The mortgage market is hurting, real estate is down, oil is near historic highs, the stock market is volatile, troop levels in Iraq are as high as they've been since the start of the war, consumer confidence is low. The stage is set.....for an economic rebound of monumental proportions.

Given all of the factors listed above, the economy is growing at around 4%, unemployment is around 5%, mortgage rates are historically low, the stock market is still near an all time high, the surge is working and consumers say they're not confident while they continue to spend. If this is a low point in the current economic cycle, it's got to be among the highest of low points in recorded history.

Fortunately, the United States is still a relatively free market. Free markets make adjustments on the fly. The mortgage market will correct, real estate will come back, energy (oil or no oil) will be had. Troop levels will decrease and consumer confidence has become irrelevant as it is more a reaction to what people see on the news than a prediction of what they'll do.

Let's take them one at a time. Mortgage companies don't make money by not selling product. They got sloppy and they're now paying the price. CEO's who don't recognize and correct problems in their business model soon become former CEO's. The model will be fixed because there is no alternative.

Real estate prices are coming down. It's a buyers market. Prices are coming down because fewer people are qualifying for loans. Demand is still there. Houses for sale will be converted to houses for rent. Consumers will adjust to higher standards for borrowing and prepare accordingly. Builders will incorporated new materials and techniques to make homes more affordable.

New technologies in energy are becoming more and more competitive with oil. Back in the 70's there was optimism for alternative fuels, but it never panned out. Oil got cheap again and many alternatives were shelved by investors. The focus is different this time around. First, many of the technologies show the potential to compete on price with fossil fuels in the very near future if not already. Second, the emphasis this time is not on curbing energy use, but on using different energy. Lower emissions is a strong motivator as is national security. Jay Leno also recently disclosed another motivation. He outfitted his very large garage with a wind generator and expressed satisfaction with being able to use "home-made" energy. Just as home-made pie tastes better somehow, home-made energy just feels better than energy taken from the grid.

The stock market has been all over the board recently, but is still within 10% of an all time high. The worries are short-term. The long term view is for good times ahead.

The situation in Iraq has improved dramatically. The strategy of securing neighborhoods rather than chasing bad guys is working. The politicians still need to come around, but the movement is working from the ground up. Troop levels will come down over the next year which will bring down federal expenditures, increase demand for housing and generally boost consumer morale.

Consumer confidence has been waning for several months. This has not translated in any significant slow down in consumer activity. It seems people are answering surveys based on their perception of reports on the news and not based on their own reality. Bad news sells, so it will always top the headlines.
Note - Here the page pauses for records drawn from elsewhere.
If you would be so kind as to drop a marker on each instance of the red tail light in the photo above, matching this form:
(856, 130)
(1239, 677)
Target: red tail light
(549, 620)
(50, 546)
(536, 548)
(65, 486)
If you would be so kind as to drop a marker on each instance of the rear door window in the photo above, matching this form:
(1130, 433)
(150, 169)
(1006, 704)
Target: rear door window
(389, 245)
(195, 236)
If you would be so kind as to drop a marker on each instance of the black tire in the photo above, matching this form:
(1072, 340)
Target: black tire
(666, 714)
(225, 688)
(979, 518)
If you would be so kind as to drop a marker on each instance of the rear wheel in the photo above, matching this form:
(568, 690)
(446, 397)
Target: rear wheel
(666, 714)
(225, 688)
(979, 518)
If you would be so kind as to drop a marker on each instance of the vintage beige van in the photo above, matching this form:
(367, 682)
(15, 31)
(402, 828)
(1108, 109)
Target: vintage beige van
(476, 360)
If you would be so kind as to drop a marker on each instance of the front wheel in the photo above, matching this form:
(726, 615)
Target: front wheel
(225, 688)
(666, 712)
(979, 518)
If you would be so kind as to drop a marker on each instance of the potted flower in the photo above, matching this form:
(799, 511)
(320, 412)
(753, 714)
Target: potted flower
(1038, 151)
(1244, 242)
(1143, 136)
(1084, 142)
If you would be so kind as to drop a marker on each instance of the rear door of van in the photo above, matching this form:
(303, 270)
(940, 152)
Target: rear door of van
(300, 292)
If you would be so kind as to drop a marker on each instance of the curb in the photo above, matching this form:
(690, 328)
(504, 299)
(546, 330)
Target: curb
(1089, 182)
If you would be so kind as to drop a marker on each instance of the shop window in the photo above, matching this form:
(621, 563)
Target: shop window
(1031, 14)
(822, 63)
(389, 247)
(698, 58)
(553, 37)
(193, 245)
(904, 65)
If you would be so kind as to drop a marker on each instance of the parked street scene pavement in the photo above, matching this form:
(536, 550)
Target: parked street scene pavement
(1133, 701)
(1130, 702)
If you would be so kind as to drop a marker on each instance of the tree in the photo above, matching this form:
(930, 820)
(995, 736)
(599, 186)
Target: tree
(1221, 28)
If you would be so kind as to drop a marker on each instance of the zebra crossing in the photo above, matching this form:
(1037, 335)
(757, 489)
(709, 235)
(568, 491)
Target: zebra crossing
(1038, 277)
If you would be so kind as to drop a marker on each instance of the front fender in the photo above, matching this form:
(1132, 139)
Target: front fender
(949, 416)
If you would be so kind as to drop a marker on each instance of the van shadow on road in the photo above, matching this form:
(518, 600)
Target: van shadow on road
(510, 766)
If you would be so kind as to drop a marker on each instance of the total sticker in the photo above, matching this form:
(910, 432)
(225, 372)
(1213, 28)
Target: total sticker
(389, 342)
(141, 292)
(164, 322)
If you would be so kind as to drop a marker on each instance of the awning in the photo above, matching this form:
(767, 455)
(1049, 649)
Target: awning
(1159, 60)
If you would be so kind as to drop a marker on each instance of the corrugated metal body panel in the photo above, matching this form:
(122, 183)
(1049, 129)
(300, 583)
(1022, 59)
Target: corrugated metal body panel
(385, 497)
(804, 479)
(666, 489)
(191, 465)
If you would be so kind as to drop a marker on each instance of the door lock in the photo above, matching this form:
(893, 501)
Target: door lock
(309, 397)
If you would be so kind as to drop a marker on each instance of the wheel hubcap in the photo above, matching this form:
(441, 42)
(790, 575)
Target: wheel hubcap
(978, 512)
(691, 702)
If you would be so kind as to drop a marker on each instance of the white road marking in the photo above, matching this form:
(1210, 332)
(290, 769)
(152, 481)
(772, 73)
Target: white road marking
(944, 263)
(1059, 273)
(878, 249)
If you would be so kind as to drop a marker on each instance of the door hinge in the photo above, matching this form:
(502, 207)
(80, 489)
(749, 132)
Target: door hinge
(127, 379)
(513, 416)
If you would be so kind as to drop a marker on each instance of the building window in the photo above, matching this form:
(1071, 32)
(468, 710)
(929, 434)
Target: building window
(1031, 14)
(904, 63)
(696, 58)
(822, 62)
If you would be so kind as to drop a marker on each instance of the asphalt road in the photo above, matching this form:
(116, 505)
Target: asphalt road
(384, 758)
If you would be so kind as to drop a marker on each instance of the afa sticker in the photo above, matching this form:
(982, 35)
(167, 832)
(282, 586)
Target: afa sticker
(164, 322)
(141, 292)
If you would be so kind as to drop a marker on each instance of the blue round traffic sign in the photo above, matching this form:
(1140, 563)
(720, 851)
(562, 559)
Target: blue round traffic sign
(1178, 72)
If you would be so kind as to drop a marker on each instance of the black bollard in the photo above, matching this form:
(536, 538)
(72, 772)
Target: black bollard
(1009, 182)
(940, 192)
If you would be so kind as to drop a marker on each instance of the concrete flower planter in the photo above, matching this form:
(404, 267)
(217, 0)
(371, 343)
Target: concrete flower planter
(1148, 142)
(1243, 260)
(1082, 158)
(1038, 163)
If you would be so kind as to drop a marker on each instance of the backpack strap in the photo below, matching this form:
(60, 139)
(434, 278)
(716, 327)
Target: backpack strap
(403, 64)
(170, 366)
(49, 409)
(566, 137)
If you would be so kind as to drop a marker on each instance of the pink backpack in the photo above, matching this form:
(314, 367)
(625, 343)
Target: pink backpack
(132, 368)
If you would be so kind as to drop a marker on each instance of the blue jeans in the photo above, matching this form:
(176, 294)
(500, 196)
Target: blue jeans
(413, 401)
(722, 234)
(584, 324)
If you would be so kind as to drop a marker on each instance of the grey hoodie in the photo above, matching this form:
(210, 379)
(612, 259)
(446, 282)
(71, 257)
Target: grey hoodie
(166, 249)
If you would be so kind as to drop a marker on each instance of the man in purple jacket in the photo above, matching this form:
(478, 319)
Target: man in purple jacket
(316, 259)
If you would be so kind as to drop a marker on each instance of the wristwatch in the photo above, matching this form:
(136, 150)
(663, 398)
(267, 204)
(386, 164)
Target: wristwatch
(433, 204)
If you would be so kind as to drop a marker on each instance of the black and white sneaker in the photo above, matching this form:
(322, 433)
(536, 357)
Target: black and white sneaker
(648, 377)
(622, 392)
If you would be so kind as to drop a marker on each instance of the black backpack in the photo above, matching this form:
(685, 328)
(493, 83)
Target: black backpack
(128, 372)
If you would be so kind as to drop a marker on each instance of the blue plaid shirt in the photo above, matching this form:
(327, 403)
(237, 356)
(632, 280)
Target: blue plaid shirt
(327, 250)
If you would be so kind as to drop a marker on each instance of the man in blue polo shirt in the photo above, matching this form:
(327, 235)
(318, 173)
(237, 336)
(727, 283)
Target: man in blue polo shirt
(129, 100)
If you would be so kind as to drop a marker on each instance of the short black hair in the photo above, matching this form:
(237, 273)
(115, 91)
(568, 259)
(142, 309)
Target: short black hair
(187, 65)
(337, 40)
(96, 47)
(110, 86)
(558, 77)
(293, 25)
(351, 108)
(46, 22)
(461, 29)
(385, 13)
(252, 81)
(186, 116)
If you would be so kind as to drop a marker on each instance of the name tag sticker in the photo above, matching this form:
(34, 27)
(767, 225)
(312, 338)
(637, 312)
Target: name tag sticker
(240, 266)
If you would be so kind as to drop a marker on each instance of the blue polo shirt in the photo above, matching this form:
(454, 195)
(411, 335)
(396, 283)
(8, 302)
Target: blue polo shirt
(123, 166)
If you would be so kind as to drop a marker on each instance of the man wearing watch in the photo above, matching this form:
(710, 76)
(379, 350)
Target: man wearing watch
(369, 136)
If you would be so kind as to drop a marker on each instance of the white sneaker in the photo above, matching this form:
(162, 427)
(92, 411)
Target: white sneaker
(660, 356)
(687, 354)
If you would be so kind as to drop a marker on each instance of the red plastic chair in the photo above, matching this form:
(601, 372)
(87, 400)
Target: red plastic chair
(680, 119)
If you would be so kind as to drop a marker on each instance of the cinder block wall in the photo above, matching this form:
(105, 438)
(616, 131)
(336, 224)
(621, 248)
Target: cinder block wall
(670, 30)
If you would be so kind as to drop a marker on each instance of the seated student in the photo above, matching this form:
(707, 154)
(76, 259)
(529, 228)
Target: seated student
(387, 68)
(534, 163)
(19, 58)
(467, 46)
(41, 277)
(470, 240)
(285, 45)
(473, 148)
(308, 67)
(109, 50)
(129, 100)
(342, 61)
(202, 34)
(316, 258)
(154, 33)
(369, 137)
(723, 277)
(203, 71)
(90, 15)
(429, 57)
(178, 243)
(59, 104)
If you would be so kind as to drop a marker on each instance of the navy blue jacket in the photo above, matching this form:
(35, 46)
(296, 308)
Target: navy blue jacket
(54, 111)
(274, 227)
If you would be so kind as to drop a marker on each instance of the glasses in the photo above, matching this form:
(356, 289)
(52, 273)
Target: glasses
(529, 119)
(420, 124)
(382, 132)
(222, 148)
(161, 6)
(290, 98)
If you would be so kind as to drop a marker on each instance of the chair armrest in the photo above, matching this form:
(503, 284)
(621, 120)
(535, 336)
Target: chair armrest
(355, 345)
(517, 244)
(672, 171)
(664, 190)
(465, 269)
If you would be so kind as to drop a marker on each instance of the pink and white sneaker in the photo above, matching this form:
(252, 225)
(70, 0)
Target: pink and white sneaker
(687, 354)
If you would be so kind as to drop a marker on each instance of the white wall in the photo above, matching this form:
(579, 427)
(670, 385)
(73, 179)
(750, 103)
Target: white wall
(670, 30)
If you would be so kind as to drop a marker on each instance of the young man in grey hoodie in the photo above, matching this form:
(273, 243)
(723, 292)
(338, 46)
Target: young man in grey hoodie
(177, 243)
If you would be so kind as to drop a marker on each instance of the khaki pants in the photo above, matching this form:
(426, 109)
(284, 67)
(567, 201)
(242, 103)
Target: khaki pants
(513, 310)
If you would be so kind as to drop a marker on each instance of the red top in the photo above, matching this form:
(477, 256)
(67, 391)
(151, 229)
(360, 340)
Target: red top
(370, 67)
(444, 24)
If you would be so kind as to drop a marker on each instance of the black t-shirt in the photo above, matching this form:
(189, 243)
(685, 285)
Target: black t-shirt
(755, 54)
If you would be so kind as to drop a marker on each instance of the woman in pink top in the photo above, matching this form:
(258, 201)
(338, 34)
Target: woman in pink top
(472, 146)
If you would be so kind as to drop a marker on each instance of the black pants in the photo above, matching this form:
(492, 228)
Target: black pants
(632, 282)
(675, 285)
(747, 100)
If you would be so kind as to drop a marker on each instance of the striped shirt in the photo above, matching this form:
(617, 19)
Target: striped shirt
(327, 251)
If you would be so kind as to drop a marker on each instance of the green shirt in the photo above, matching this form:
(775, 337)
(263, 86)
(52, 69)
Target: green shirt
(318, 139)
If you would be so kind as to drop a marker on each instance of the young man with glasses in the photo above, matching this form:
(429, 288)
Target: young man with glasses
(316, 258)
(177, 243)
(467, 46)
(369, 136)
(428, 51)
Reporters always look for the "what if?" that would lead to the worst scenario. I remember asking a friend who commented once about the "runaway crime wave" in the country, "When was the last time you actually had to dodge a bullet?". The situation in his mind was not borne out in reality.

We have a unique situation right now in that several sectors and situations affecting the economy are poised for significant improvement at the same time. There is a convergence of technological and economic advancement going on around the world as information exchange continues to grow. Changes and adjustments take place faster than ever before. Betting on failure takes no imagination. Hunkering down is not a growth strategy. Be prepared for the opportunities ahead rather than bracing for the pitfalls.